The main research objective of the project is to develop novel methods and related algorithms for knowledge discovery in big data based on semantic attributes. These methods will provide solutions to the classical pattern search tasks with effectiveness comparable to the performance of existing approaches but will also solve more complex pattern search tasks taking into consideration contexts and sequencing.

The project will deliver new theoretical results in the area of theoretical computer science, computational linguistics and medical informatics.

In theoretical informatics, new formal models for representation of data collections with structured and unstructured information will be developed. The novelty of the representation will stem from integration of various approaches for organization of semantic attributes: for discrete and continuous numeric values as well as nominal values. The semantic attributes might have unstructured or structured nature: hierarchical, sequence, net etc. The project will produce also formal descriptions of algorithms for pattern search in data featuring semantic attributes with diverse organization, taking into consideration frequent patterns of data items as well as temporal sequences of data items including parallel sequences.

In the area of computational linguistics, IZIDA will develop formal descriptions of algorithms for pattern search in texts incorporating morphological and syntactic features as semantic attributes. A comparison with the classical statistical methods for pattern search in texts (collocations, n-grams etc.) will be provided.
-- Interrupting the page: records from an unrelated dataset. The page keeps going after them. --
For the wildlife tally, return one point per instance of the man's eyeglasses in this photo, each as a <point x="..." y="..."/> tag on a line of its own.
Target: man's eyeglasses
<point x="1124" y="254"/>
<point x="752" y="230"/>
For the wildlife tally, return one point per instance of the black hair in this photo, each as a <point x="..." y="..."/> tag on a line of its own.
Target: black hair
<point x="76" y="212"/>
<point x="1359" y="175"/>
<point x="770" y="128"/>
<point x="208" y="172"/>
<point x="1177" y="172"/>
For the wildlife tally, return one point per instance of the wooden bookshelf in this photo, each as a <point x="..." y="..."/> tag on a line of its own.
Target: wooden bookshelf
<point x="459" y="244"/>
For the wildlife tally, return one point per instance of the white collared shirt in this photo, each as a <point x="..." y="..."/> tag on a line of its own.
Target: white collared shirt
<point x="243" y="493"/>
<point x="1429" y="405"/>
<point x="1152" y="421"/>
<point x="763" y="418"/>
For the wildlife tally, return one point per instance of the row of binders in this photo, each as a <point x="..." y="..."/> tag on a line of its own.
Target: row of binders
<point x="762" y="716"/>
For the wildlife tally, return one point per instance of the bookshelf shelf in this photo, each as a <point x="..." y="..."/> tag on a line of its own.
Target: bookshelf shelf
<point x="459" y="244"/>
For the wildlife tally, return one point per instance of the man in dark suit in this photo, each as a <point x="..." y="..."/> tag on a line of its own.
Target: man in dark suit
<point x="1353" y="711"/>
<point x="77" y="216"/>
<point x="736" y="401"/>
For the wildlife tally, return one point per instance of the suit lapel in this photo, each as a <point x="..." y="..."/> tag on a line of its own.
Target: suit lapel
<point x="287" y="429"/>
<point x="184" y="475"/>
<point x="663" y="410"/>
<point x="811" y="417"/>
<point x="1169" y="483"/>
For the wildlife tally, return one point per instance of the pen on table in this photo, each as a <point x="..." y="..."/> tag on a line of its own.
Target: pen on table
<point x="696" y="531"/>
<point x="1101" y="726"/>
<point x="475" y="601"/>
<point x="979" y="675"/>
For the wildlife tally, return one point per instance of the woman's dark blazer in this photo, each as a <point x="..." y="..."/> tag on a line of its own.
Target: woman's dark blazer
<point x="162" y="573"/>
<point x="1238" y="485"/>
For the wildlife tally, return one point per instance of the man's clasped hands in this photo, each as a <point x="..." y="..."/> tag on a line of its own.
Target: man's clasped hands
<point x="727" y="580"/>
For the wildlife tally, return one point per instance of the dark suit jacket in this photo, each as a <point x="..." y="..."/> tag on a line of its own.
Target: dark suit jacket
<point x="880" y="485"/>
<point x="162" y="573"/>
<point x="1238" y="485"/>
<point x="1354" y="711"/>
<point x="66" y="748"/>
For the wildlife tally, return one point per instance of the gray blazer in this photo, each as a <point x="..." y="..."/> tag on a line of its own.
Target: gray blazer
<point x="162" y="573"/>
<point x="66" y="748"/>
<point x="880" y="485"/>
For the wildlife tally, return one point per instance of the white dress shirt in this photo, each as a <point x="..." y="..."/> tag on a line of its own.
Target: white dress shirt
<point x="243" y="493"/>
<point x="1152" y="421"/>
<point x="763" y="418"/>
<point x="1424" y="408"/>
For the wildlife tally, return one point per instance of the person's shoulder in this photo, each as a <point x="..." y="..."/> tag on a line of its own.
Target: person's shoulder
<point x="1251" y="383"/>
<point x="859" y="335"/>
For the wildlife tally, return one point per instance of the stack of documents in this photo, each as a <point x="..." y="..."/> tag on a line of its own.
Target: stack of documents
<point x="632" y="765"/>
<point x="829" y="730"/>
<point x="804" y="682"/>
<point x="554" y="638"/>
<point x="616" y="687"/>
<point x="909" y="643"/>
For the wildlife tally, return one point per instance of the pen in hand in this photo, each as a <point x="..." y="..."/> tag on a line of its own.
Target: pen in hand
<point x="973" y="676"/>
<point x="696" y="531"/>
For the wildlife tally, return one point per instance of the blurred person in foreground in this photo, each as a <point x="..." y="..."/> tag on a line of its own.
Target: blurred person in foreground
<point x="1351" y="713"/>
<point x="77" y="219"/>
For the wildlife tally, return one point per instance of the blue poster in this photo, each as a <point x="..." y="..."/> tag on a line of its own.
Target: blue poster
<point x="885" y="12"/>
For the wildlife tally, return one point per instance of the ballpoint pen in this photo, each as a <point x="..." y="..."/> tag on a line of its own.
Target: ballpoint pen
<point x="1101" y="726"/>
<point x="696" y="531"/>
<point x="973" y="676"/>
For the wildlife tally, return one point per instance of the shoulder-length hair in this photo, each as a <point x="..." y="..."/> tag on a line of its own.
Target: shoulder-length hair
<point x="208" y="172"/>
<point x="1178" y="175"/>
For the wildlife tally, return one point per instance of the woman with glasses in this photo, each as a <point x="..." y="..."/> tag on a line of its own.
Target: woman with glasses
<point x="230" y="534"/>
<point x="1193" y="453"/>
As contribution to the field of medical informatics, the project will develop formal descriptions of algorithms for pattern search in hybrid data (discrete, continuous, nominal and text) in the medical domain, with diverse organization of the respective semantic attributes. A retrospective analysis will be made using outpatient records (the latter are anonymized as required by the Bulgarian Personal Data Protection Law). As an output of this analysis, structured resources will be generated that might be combined with secondary data to enable more complex knowledge discovery analytics. The test data sets will be extracted using various techniques: stochastic sampling, quota sampling, and cluster sampling.

As experimental tools that allow for performance assessment of the novel methods and algorithms, several software prototypes (lab versions) will be implemented. A series of tests will be run on different data collections and the effectiveness of the novel algorithms will be evaluated. The scalability of the algorithms will be investigated too by experiments with collections of big data.

The results achieved in the project will enable further elaboration of tools that tackle complex issues related to social problems in health management: development of more precise methods for studying comorbidity between chronic and acute diseases; monitoring changes of patient status depending on the diagnoses, patterns of combined treatment, and illness progress; investigation of appearance of chronic and acute diseases and their reflection on the complex patient status depending on the sex, age, region etc.

This project operates under contract DNO2/4 as of 13.12.2016.